Brian Woolnough, the chief sports writer of the Daily Star, has died after a long struggle against bowel cancer.
The 63-year-old was also a well-known face on television, hosting Sky Sports' Sunday Supplement from 2007 after previously being the presenter of Hold the Back Page from 1994.
Woolnough began his career on The Esher News in Surrey, moved to the Evening Post in Hemel Hempstead before joining The Sun, where he worked for 27 years, ending up as chief football writer. He moved to the Daily Star in 2001.
Tributes instantly poured in for Woolnough on Twitter, as well as from Manchester United manager Sir Alex Ferguson and FIFA president Sepp Blatter.
He said: 'I liked him. He was a good man, Brian. He was a good journalist and a good personality.
'He asked good questions, sometimes too good! It's very sad and my thoughts are with his family at this time.'
On Twitter, Blatter wrote: 'Sorry to hear of loss of Brian Woolnough. We will miss him in football and at the World Cup especially.'
Sportsmail's chief football correspondent Matt Lawton wrote: 'Desperately sad to hear that Brian Woolnough has passed away. A Fleet Street legend and top, top man. Thoughts with his family.'
BBC's Match of the Day host Gary Lineker added: 'Very sorry to hear that Brian Woolnough has passed away. One of football's finest journalists. #RIPWooly'.
Everton captain Phil Neville wrote: 'Sad to hear the death of Brian Woolnough - thoughts are with his family RIP'.
Woolnough leaves a wife, Linda, and three children.
Daily Star editor Dawn Neesom said: 'Brian will be missed by everyone at the Daily Star.
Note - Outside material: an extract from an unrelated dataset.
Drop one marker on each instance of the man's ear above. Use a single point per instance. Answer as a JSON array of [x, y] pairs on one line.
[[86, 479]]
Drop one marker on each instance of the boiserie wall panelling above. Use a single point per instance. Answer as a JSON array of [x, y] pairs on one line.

He was a brilliant sports writer, a huge character and above all a really nice bloke.
'Our thoughts and prayers are with his wife, Linda, and family.'
Daily Star sports editor Howard Wheatcroft said: 'Brian was the doyen of his generation of sports journalists, and had been the senior figure in football journalism for a long, long time.
'To my mind he also paved the way for journalists being called upon as pundits.
'When the era of rolling sports news began, such was his standing that he was in demand from virtually day one - and up until the end he was still the best of the lot.
'He was a big man in many ways, but he was never arrogant and had an incredible appetite for hard work.'
It is only three months since the death of the Daily Star's chief football writer Danny Fullbrook at the age of 40, also from cancer.